I was trying and failing in a number of things. I wanted to excel in athletics but had not yet figured out that that would never happen. I wasn’t academic enough to spell academic. (I’m a little surprised right now that I was able to spell that without the aid of my nifty little Microsoft Word spell checker). I was trying to gain a spot in the pecking order as a new kid in school. All the while, I remember suffering the rejection of most of my peer being cut from the basketball team, failing to play football that I so wanted to play. It was a time of questioning how girls saw me and wanting so much to be loved and accepted. To be loved and accepted seemed to me at the time something I could never, in all my life, achieve.
During that time I would go through the cafeteria line and eat alone, feeling unloved and unnoticed. As spring came, one day I was starting out the door and complaining that I had no one to eat with. Mom said to me, “If you want, you can come home for lunch.” That day, when lunch came, it was a beautiful spring day in the hills of central Ohio. The bell rang at noon and I bolted from the school and ran across the little village home to eat. I wondered if my mom would remember. When I got there, Mom was getting a little chicken pot pie out of the oven for me. It was a very humble lunch. It was just one of those four-for-a-dollar pot pies with little diced pieces of chicken, frozen peas and carrot in some chicken gravy.
Mom set a cloth napkin beside my plate at the end of the table just beneath the window. I sat at our humble kitchen table in our tiny, white rented home on Maple Street in Utica. Mom listened to me while I talked about whatever was on my mind. In about 15 minutes my time was up and I ran back to school.
That was in about 1972, thirty years ago. My mom at the time was in her early thirties. She seemed so old to me then and thirty-year-olds seem like children to me now. She sat across the table for about 15 minutes and looked at me and listened to me and three decades later I remember those times with fondness. She just paid attention to me. It’s a powerful thing to pay attention to people.
Now you know a little more about how I see home. Home is a place where you don’t have to sit alone and eat. Home is a place where people don’t ignore you and avoid you.

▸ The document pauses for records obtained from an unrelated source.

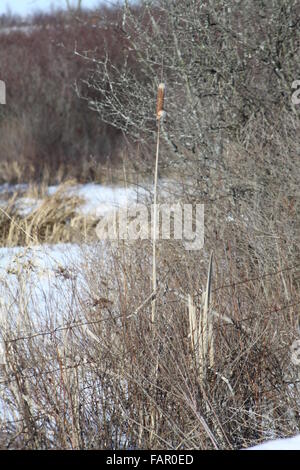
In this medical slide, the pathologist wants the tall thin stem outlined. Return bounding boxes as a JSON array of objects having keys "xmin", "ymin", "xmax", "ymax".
[{"xmin": 151, "ymin": 120, "xmax": 160, "ymax": 324}]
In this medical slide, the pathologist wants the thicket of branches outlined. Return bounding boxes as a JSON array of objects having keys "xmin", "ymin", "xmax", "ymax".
[
  {"xmin": 0, "ymin": 8, "xmax": 125, "ymax": 183},
  {"xmin": 0, "ymin": 0, "xmax": 300, "ymax": 449}
]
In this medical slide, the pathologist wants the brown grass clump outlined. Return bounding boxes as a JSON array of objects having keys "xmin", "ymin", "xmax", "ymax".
[{"xmin": 0, "ymin": 182, "xmax": 97, "ymax": 246}]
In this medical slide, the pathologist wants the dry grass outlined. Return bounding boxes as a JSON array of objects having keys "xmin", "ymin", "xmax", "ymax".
[{"xmin": 0, "ymin": 181, "xmax": 97, "ymax": 246}]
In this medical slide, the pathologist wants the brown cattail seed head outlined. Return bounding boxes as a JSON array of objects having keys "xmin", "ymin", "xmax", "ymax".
[{"xmin": 156, "ymin": 83, "xmax": 165, "ymax": 120}]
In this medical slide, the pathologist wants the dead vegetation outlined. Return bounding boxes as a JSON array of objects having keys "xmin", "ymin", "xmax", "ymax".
[{"xmin": 0, "ymin": 181, "xmax": 98, "ymax": 247}]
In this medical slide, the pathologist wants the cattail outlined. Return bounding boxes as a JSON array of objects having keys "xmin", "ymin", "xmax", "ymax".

Home is a place where it doesn’t really matter that much what’s on the menu, simple things are sweet to the taste in an atmosphere of love and security and acceptance. Moms are people who listen to you when no one else is interested. And moms don’t ever think the small mundane things you do don’t matter. Moms don’t laugh at your dreams. Good moms pay attention. Great moms fix you something warm to eat and pay attention.
I’m not sure what was happening at the time but I know those little chicken pot pies were not worthy of a sprint across town. With the clarity of vision that the years bring, I now know that I needed a friendly place of warm acceptance for a few minutes a day. I didn’t need my stomach filled as much as I needed my emotional fuel tank refilled. And refueling an emotional fuel tank is a good mother’s specialty.